Di sisi lain, posisi Indonesia di panggung geopolitik harus diperkuat, tidak saja melalui diplomasi aktif, namun juga harus disertai strategi cerdas, khususnya menghadapi negara-negara adidaya, agar tidak terbelenggu dengan kolonialisme gaya baru, seperti yang diperlihatkan Donald Trump dalam kebijakan tarifnya.
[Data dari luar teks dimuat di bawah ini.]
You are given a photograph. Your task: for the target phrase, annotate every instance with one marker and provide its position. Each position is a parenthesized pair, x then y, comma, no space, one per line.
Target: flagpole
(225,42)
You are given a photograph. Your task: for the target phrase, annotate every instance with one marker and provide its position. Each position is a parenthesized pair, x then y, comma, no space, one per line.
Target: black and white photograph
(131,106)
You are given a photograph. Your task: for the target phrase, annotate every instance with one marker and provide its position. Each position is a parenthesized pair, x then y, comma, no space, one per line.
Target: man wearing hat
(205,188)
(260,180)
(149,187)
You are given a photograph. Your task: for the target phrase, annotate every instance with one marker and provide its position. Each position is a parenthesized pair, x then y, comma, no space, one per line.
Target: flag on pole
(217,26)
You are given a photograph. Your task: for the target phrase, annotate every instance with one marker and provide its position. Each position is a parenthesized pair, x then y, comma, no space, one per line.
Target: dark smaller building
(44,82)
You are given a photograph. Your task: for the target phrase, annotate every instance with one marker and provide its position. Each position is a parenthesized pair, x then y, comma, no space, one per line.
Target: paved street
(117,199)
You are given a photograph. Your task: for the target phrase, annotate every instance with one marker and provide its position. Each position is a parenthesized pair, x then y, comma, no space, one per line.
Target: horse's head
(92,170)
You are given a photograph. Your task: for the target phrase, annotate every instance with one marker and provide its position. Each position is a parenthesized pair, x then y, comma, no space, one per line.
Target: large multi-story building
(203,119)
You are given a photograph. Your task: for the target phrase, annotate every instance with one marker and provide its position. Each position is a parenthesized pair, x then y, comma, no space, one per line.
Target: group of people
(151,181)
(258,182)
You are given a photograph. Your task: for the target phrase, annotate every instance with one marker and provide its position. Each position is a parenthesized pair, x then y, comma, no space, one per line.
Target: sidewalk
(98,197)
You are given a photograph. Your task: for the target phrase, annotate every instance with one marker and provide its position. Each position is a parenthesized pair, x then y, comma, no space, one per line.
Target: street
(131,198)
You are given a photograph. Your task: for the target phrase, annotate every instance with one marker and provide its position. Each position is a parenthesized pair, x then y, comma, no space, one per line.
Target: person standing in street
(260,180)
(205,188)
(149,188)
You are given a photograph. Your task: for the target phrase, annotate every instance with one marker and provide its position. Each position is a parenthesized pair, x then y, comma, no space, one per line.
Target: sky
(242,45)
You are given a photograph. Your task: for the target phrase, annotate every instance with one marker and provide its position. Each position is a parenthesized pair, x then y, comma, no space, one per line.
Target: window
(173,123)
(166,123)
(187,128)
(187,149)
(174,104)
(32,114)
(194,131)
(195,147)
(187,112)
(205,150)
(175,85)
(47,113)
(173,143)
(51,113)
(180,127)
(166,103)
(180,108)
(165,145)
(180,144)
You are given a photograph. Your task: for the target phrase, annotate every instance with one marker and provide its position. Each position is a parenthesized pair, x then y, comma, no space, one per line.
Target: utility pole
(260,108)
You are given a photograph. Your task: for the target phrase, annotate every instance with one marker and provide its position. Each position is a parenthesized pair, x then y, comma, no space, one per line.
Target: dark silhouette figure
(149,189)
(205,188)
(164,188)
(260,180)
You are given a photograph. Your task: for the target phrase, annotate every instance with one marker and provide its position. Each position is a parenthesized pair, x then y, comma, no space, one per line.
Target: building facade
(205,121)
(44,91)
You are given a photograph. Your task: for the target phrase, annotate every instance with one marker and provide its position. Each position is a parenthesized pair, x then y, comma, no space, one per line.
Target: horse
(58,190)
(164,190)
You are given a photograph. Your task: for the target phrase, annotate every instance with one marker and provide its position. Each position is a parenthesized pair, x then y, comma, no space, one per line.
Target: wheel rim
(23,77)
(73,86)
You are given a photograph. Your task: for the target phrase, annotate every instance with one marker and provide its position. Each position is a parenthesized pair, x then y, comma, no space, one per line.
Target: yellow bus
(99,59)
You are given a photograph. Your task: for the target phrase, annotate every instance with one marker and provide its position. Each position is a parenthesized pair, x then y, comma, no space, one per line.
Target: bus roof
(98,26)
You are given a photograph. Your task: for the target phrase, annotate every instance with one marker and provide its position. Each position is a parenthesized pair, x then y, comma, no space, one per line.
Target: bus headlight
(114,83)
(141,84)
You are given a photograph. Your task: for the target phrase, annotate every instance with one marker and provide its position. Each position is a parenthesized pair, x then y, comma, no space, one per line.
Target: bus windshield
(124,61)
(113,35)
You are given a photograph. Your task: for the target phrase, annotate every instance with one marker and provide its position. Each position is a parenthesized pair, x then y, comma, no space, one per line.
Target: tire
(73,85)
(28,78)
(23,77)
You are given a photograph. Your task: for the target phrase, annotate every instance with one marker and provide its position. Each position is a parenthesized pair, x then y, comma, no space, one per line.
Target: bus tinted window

Laporan The Economist Intelligence Unit (EIU) pada 2024 mencatat penurunan skor demokrasi Indonesia ke angka 6,44, menempatkan Indonesia di peringkat ke-59 dunia. Penurunan ini menjadi alarm bagi pemerintah untuk melakukan introspeksi, terutama dalam penataan kabinet agar tidak sekadar menjadi ajang kompensasi politik yang menghambat reformasi demokrasi.
Dengan berpijak pada Pancasila dan UUD 1945, Indonesia perlu terus mendorong kemandirian ekonomi, memperkuat diplomasi bebas-aktif, dan memastikan kebijakan yang adil demi tercapainya cita-cita kemerdekaan. Peringatan ini harus menjadi pengingat bahwa kemerdekaan adalah tanggung jawab kolektif untuk membangun bangsa yang berdaulat, sejahtera, dan maju.
Dengan strategi penguatan ekonomi domestik berkelanjutan, inklusif, dan adaptif diharapkan menjadi modal kemandirian yang mampu menghadapi tekanan eksternal.(ANTARA)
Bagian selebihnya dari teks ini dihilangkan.